About
BlogUP!
BlogUP! was going to be the blog of a research project I dreamt up called The Estate Number Five Project, with the aim to investigate how the Australian blogosphere could increase its engagement with the public, and its influence on those institutions that shape the Australian public’s experience. The project aimed to look into the international blogosphere for inspiration, with an aim to bring the knowledge back here.
There was going to be a wiki involved, where a dynamic bloggers’ manifesto would have grown. For now, it’s just BlogUP!, but the above aims remain.
We’ve already had a go with the fourth estate, and that appears to be letting us down. If the blogosphere isn’t effective in its contribution to the fifth estate, we will need to try another estate – estate number six, etc., etc., ad infinitum/nauseum. I don’t think anyone wants this to happen, but it will if we just keep blundering along under the pressure of such rapid technological and political developments.
It’s important to remember that blogs are not alone in the fifth estate. The fifth estate comprises all manner of institutions that are stepping up to replace an ailing fourth estate. My understanding of the fourth estate is based on the writing of Thomas Carlyle, which is best and most often summarised by the below quote, from On Heroes, Hero Worship, and the Heroic in History. As you read, consider replacing ‘printing’ with ‘blogging’. It’s quite long, but I haven’t heard anyone say it better.

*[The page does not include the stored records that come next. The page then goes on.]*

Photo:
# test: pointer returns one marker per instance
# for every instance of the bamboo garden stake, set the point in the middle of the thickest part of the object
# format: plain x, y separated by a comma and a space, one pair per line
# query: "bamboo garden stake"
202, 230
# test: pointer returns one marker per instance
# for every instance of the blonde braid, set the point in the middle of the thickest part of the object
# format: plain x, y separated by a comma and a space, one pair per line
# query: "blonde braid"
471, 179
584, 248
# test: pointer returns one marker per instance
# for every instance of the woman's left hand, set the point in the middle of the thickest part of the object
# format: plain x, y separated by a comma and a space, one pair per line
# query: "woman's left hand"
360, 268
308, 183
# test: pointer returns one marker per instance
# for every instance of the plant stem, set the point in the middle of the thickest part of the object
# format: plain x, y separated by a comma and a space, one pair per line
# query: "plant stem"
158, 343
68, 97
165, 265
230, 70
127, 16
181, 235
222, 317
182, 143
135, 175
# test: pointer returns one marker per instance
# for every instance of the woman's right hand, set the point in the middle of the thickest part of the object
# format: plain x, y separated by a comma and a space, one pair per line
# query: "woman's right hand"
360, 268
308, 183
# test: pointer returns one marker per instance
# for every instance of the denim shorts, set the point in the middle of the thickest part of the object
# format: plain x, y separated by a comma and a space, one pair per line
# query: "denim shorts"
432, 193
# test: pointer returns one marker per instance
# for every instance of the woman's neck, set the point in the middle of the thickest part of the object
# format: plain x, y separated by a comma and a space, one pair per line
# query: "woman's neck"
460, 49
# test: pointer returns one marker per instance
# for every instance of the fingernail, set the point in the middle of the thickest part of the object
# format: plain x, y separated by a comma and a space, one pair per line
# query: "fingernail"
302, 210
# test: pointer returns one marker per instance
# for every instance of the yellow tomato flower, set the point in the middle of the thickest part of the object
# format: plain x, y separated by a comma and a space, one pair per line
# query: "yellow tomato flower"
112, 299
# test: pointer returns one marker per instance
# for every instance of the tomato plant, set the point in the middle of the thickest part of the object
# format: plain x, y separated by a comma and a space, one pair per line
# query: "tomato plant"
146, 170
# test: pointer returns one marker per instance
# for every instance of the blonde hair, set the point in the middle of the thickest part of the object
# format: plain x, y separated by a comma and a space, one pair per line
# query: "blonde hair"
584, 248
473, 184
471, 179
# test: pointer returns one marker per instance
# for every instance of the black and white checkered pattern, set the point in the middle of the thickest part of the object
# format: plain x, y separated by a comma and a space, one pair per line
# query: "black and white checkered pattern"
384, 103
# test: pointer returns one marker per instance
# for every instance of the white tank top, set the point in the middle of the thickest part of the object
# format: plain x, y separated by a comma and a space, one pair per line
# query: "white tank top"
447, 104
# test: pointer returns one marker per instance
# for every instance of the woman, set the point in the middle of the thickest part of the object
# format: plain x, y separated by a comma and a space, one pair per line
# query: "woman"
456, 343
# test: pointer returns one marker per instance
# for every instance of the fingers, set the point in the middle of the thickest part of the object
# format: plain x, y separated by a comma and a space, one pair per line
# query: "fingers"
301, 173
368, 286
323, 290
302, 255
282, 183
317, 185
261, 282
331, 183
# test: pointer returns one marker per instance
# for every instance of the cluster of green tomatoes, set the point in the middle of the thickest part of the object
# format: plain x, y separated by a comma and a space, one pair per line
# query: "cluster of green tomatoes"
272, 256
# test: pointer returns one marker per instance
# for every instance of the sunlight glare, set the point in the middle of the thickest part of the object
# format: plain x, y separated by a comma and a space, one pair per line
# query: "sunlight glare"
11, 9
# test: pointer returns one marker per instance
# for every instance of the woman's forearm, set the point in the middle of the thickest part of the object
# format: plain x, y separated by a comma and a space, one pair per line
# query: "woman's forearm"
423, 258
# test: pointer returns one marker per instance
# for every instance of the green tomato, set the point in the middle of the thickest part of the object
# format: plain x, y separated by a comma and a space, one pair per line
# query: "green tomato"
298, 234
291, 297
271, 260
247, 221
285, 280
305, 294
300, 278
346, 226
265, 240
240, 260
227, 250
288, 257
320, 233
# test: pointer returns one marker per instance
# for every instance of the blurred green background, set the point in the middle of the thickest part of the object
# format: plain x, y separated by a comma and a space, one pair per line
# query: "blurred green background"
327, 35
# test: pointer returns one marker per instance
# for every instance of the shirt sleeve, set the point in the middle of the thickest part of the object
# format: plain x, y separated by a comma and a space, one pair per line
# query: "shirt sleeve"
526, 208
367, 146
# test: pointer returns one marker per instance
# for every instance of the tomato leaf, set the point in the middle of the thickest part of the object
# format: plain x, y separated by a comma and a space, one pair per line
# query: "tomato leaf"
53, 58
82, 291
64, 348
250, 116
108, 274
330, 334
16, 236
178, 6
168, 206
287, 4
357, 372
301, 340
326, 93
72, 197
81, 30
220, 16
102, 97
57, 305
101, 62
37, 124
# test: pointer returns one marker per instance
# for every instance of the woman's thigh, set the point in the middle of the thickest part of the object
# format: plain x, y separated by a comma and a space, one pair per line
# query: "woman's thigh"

Or turning now to the Government of men. Witenagemote, old Parliament, was a great thing. The affairs of the nation were there deliberated and decided; what we were to do as a nation. But does not, though the name Parliament subsists, the parliamentary debate go on now, everywhere and at all times, in a far more comprehensive way, out of Parliament altogether? Burke said there were Three Estates in Parliament; but, in the Reporters’ Gallery yonder, there sat a Fourth Estate more important far than they all. It is not a figure of speech, or a witty saying; it is a literal fact,–very momentous to us in these times. Literature is our Parliament too. Printing, which comes necessarily out of Writing, I say often, is equivalent to Democracy: invent Writing, Democracy is inevitable. Writing brings Printing; brings universal everyday extempore Printing, as we see at present. Whoever can speak, speaking now to the whole nation, becomes a power, a branch of government, with inalienable weight in law-making, in all acts of authority. It matters not what rank he has, what revenues or garnitures. the requisite thing is, that he have a tongue which others will listen to; this and nothing more is requisite. The nation is governed by all that has tongue in the nation: Democracy is virtually there. Add only, that whatsoever power exists will have itself, by and by, organized; working secretly under bandages, obscurations, obstructions, it will never rest till it get to work free, unencumbered, visible to all. Democracy virtually extant will insist on becoming palpably extant.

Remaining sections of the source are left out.